Cell S&F Lecture 33

What is the "Wobble Position" in translation?

The 3rd nucleotide of an mRNA codon. It has flexible base-pairing rules, allowing one tRNA to recognize multiple codons.

Which base in a tRNA anticodon is the most flexible and can pair with U, C, or A?

Inosine (I)

(T or F) For translation, multiple tRNAs carrying different amino acids can recognize a single codon.

False

(T or F) For translation, a single tRNA can carry multiple amino acids.

False; each tRNA carries a specific amino acid.

(T or F) For translation, multiple tRNAs can carry the same amino acid.

True; multiple tRNAs can recognize the same amino acid due to codon degeneracy.

(T or F) For the genetic code, multiple amino acids can be encoded by the same codon.

False; each codon specifies only one amino acid.

(T or F) For the genetic code, multiple codons can encode the same amino acid.

True; this is known as codon redundancy, where different codons specify the same amino acid.

Suppresser tRNA

A type of tRNA that can recognize and bind to a stop codon, allowing the incorporation of an amino acid instead of terminating translation.

Nonsense- Mediated Decay

A cellular mechanism that degrades mRNA transcripts containing premature stop codons, preventing the production of truncated and potentially harmful proteins.

Exon Junction Complex

A protein complex that assembles at exon-exon boundaries after splicing. It plays a crucial role in mRNA export, stability, and translation.

Nonstop decay

A surveillance mechanism that targets and degrades mRNAs lacking a stop codon, preventing the accumulation of non-functional proteins.
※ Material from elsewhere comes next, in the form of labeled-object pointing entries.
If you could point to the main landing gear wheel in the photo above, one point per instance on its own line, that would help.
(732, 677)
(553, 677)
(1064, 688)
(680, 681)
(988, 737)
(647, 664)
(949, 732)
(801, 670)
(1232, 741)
The ER Signal Sequence (SS)

The N-terminal region of a protein destined for secretion or the Plasma Membrane (PM).

• Composition: 6–12 mostly hydrophobic amino acids.

• Function: Acts as a biological "zip code" to ensure the protein is sent to the Endoplasmic Reticulum (ER).
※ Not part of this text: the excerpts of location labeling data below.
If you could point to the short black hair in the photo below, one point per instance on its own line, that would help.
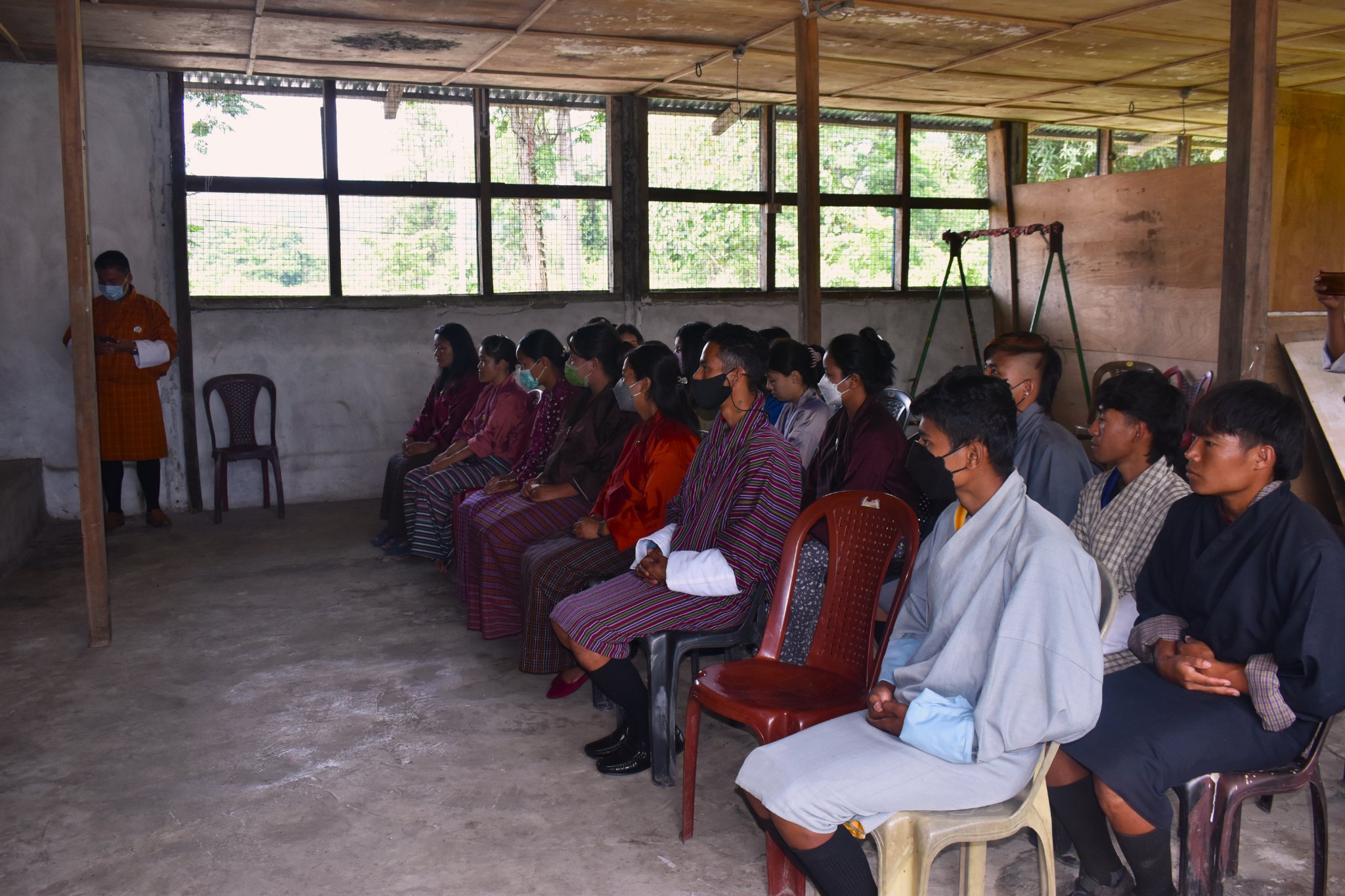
(464, 351)
(500, 349)
(868, 355)
(1048, 359)
(114, 259)
(789, 356)
(1147, 398)
(973, 408)
(741, 347)
(542, 343)
(1258, 414)
(693, 340)
(599, 341)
The Signal Recognition Particle (SRP) steps

1. As the ribosome translates the mRNA, the SRP binds to the Signal Sequence as it emerges.

2. The SRP temporarily pauses translation to prevent the protein from folding in the cytosol.
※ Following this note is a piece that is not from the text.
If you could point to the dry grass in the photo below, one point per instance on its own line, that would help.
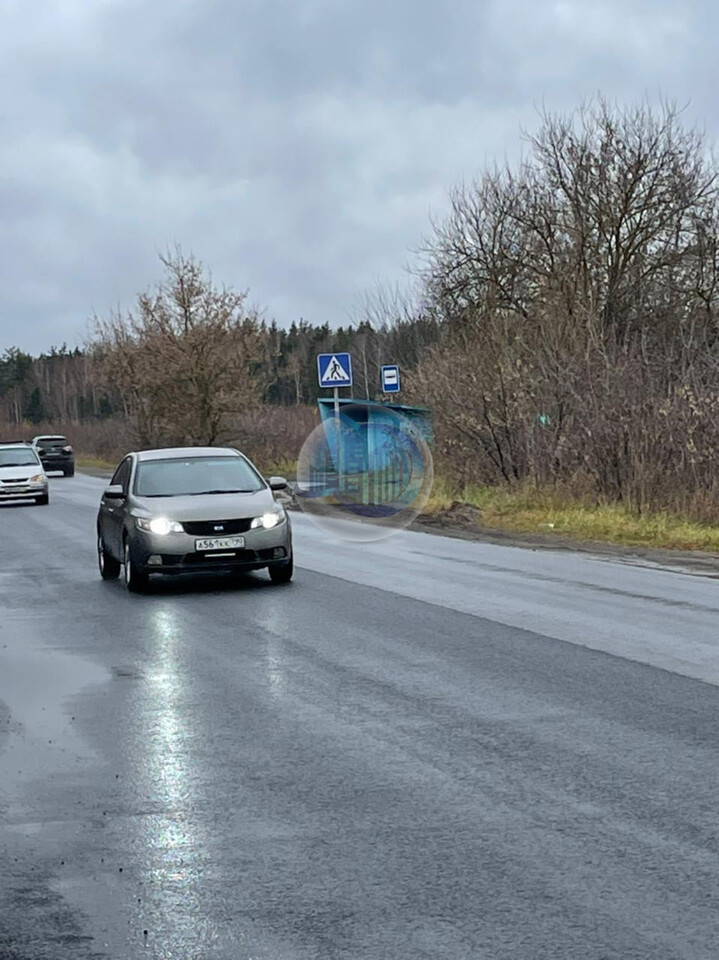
(531, 510)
3. The SRP docks the entire ribosome complex onto an SRP receptor on the ER membrane.

The Translocon and GTP Energy

• The Channel: The ribosome-SRP complex is handed off to the Translocon (a protein-conducting pore).

• Opening the Gate: GTP hydrolysis provides the energy required to transfer the Signal Sequence into the translocon and open the channel.

• Protein Entry: The elongating protein enters the ER co-translationally (meaning it's being made and imported at the same time).

Cleavage and Translocation of the Protein

1. The polypeptide enters the ER lumen in an unfolded state.

2. An enzyme called Signal Peptidase (or signal protease) recognizes the SS and cleaves it from the growing protein.

3. The SRP is recycled back to the cytosol after GTP is hydrolyzed to GDP.

Final Protein Release

1. Synthesis Ends: Once the stop codon is reached, the ribosome detaches from the translocon.

2. Result: The completed polypeptide is released entirely into the ER lumen.

3. Next Steps: The protein will now begin to fold into its functional 3D shape and move toward the Golgi apparatus for further sorting.

“Start Transfer” Sequence

A hydrophobic signal sequence that targets proteins to the membrane of the endoplasmic reticulum, initiating their insertion into the translocon during protein synthesis.

Where does a protein end up if it has an N-terminal signal peptide but NO other start or stop-transfer sequences?

It becomes a soluble protein in the ER lumen.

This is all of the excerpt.